PRESENTING WHOOPUP CANYON

  Area historian Lucas Keeler returns to the library with a program on the extensive rock panels in Whoopup Canyon in northeast Wyoming on Wednesday, August 13 at 6 p.m.

  Whoopup Canyon is an extensive system of roughly 150 rock art panels along a four-mile-long stretch of Dakota sandstone in northeast Wyoming.

  Whoopup was, of course, known to Native Americans for thousands of years, but it wasn’t until the 1930s that the first scientific surveys were conducted. At that time, Ralph I. Olinger—Lusk businessman, Wyoming Legislature representative and amateur archaeologist—provided drawings and wrote to University of Denver anthropology professor Etienne B. Renaud detailing his visit to “Whoop-up Canon.”

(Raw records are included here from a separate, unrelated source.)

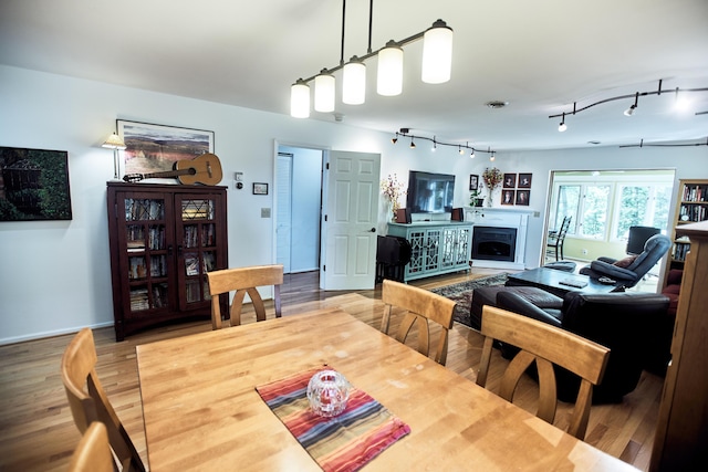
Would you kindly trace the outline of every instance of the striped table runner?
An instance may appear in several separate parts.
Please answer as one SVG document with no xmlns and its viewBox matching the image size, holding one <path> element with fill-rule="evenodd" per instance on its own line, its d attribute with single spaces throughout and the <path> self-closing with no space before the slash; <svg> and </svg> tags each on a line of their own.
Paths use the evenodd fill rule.
<svg viewBox="0 0 708 472">
<path fill-rule="evenodd" d="M 410 432 L 378 401 L 352 387 L 346 409 L 334 418 L 310 410 L 308 382 L 316 368 L 256 387 L 295 439 L 325 471 L 356 471 Z"/>
</svg>

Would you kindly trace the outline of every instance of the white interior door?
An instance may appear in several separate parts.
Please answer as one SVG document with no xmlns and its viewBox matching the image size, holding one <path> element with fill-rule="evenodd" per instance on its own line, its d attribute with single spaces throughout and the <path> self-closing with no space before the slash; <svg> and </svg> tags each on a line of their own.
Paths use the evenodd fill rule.
<svg viewBox="0 0 708 472">
<path fill-rule="evenodd" d="M 327 166 L 320 285 L 374 289 L 381 155 L 333 150 Z"/>
<path fill-rule="evenodd" d="M 292 228 L 292 154 L 278 154 L 278 214 L 275 227 L 275 260 L 283 264 L 283 272 L 290 273 L 291 228 Z"/>
</svg>

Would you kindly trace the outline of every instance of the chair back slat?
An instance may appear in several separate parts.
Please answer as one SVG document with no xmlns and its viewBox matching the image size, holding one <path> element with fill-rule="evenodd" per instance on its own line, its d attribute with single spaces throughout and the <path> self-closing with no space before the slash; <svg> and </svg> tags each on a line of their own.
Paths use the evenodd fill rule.
<svg viewBox="0 0 708 472">
<path fill-rule="evenodd" d="M 584 439 L 593 386 L 602 380 L 610 349 L 555 326 L 488 305 L 482 308 L 481 333 L 486 338 L 477 384 L 482 387 L 487 385 L 494 340 L 517 346 L 521 350 L 507 367 L 499 395 L 512 401 L 521 376 L 535 361 L 540 395 L 537 416 L 544 421 L 553 422 L 558 406 L 553 365 L 581 377 L 581 389 L 568 432 Z"/>
<path fill-rule="evenodd" d="M 209 281 L 209 294 L 211 295 L 211 326 L 214 329 L 219 329 L 222 326 L 219 297 L 230 292 L 235 292 L 229 308 L 231 326 L 241 324 L 241 310 L 247 293 L 253 304 L 256 319 L 259 322 L 266 319 L 263 300 L 257 290 L 259 286 L 273 286 L 275 317 L 282 316 L 280 303 L 280 286 L 283 284 L 282 264 L 254 265 L 207 272 L 207 280 Z"/>
<path fill-rule="evenodd" d="M 418 336 L 418 352 L 425 356 L 429 355 L 430 347 L 428 321 L 440 325 L 440 338 L 438 339 L 434 358 L 437 363 L 445 365 L 447 361 L 449 329 L 452 327 L 455 302 L 430 291 L 391 280 L 384 280 L 383 282 L 382 300 L 385 308 L 381 331 L 388 334 L 394 306 L 405 310 L 406 313 L 399 324 L 396 339 L 405 343 L 410 328 L 415 324 Z"/>
<path fill-rule="evenodd" d="M 98 380 L 93 332 L 84 328 L 71 340 L 62 357 L 62 381 L 74 423 L 84 434 L 94 421 L 102 422 L 111 449 L 125 471 L 145 471 L 145 465 L 131 437 Z"/>
</svg>

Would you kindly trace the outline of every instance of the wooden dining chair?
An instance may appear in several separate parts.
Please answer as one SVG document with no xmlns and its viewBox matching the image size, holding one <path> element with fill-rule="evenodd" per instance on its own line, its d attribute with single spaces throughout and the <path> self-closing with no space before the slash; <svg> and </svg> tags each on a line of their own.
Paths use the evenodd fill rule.
<svg viewBox="0 0 708 472">
<path fill-rule="evenodd" d="M 145 471 L 140 455 L 98 380 L 96 361 L 93 333 L 90 328 L 83 328 L 64 350 L 61 368 L 74 423 L 85 434 L 92 422 L 102 422 L 122 470 Z"/>
<path fill-rule="evenodd" d="M 94 421 L 71 457 L 69 472 L 113 472 L 113 454 L 106 426 Z"/>
<path fill-rule="evenodd" d="M 433 321 L 441 326 L 442 329 L 434 359 L 438 364 L 445 365 L 447 360 L 448 334 L 452 327 L 455 302 L 427 290 L 392 280 L 384 280 L 382 300 L 385 307 L 381 331 L 388 334 L 391 315 L 394 307 L 405 310 L 406 313 L 400 321 L 395 337 L 398 342 L 405 343 L 415 323 L 418 332 L 418 352 L 425 356 L 428 356 L 430 345 L 430 326 L 428 321 Z"/>
<path fill-rule="evenodd" d="M 256 311 L 256 321 L 262 322 L 266 319 L 266 307 L 257 289 L 259 286 L 273 286 L 275 317 L 280 318 L 282 316 L 280 306 L 280 286 L 283 284 L 282 264 L 212 271 L 207 272 L 207 279 L 209 280 L 209 294 L 211 295 L 211 327 L 214 329 L 220 329 L 222 325 L 219 296 L 229 292 L 236 292 L 229 307 L 231 326 L 241 324 L 241 308 L 247 293 Z"/>
<path fill-rule="evenodd" d="M 535 360 L 539 374 L 537 416 L 551 424 L 558 406 L 553 365 L 580 376 L 580 390 L 568 432 L 577 439 L 584 439 L 593 386 L 602 380 L 610 349 L 568 331 L 489 305 L 482 308 L 481 334 L 485 336 L 485 344 L 477 384 L 482 387 L 487 384 L 494 340 L 517 346 L 521 350 L 504 371 L 499 396 L 512 401 L 521 376 Z"/>
</svg>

  Olinger noted of the petroglyphs: “The deer and elk are mostly pictured, but there are mountain goats, antelope, bison, and a few other animals. There seems to be none of horses.” The Olinger account appears to be the first documented field study of Whoopup in historical times.

  Following Olinger’s rediscovery of the Whoopup petroglyphs, W.H. Over, University of South Dakota Museum director, conducted field work on the lower Whoopup petroglyph system in July 1939.

  Lucas Keeler grew up in Newcastle and is a lifelong resident of Wyoming. He enjoys spending time with his family and continues to research and write about forgotten history in and around the Black Hills.